The more historically important (or rich) a person is, the more that is done to remember them. But time marches on, and much is lost-I sometimes wonder if I would still be able to find that little cemetery in the backyard today.

Sometimes, however, the past can be recovered and learned from. That is the theme behind the amazing story in the book The Fisherman’s Tomb. The book recounts the decades-long archeological and historical search for the apostle Peter’s tomb beneath the Vatican. Peter’s tomb, which had been hidden from the Roman’s in the first and second centuries, had been lost for the better part of 2000 years, until a series of event over the span of decades led to the archeological excavation of the Necropolis, an ancient cemetery that St Peter’s Basilica in the Vatican had been built over, and the eventual recovery and identification of Peter’s remains.

The story revolves around popes, a series of Vatican officials fighting over political power, a ground-breaking woman that led the archeology, and a rich American oil tycoon that secretly financed the entire project. While the book is not the most well-written book you will every read, the story contained in it is one that is most certainly interesting and highly-engaging.

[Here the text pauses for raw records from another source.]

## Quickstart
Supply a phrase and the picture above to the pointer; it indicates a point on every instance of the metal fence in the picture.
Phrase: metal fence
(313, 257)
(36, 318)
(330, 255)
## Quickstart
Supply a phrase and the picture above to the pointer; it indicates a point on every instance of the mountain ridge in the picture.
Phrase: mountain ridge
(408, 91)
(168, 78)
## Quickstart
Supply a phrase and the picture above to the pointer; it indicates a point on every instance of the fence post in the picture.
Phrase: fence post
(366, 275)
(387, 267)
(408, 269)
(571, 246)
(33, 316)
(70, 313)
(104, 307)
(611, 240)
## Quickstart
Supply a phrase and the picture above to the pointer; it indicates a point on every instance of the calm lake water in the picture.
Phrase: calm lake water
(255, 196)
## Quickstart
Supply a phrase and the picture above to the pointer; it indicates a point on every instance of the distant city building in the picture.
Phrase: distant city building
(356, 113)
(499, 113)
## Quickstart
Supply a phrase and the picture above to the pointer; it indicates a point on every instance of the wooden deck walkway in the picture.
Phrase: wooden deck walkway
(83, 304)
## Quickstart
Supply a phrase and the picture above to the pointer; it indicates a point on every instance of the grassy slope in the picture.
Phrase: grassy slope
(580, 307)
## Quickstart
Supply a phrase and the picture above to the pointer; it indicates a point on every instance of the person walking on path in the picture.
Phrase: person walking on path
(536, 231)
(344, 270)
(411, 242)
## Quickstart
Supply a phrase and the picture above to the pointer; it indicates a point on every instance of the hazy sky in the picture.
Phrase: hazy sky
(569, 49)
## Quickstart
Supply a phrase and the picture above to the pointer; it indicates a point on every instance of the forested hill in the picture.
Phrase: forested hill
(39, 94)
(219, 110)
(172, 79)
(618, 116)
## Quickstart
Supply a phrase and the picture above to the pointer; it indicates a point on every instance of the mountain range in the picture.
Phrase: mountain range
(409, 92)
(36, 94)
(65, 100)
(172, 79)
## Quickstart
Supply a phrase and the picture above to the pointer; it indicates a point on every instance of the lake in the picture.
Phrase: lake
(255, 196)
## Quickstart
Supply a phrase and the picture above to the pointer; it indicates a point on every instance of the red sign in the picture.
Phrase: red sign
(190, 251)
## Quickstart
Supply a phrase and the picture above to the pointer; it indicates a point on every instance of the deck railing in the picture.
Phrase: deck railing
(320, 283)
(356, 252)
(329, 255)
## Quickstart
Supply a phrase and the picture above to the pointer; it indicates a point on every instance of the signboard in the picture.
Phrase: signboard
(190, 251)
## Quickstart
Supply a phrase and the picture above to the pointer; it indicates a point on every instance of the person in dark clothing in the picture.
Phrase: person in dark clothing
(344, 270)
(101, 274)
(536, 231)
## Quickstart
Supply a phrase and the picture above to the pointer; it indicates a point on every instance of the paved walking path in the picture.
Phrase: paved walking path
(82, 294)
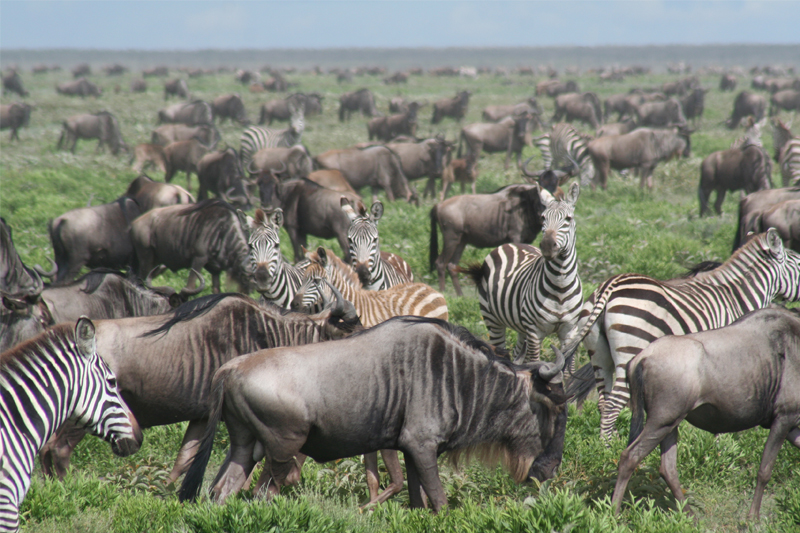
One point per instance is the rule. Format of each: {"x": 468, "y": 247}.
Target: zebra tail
{"x": 637, "y": 399}
{"x": 193, "y": 481}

For me, a story like this raises a lot of questions: how do we remember great men and women of the past? Where is the balance between honoring a great leader of the church like Peter and not making too much of a mere human that God used in mighty ways? What do we make of building huge, ornate structures that point to the glory of God, but also cost extraordinary amounts of money, time and effort?

Some day I hope to visit the Vatican, and specifically the Necropolis. It takes a lot of planning ahead of time, but to be that surrounded by history seems staggering, especially for someone that lives in a state that is newer than almost anything found in the entire city!

I’m not Catholic (not even close), but I respect and appreciate the history and tradition of the Catholic church. This story helps remind us that there is a lot to be discovered, and learned, from history. The tenaciousness of those that pursued this hunt for the truth over the span of decades is admirable. I hope that every pursuit of truth is just as dogged.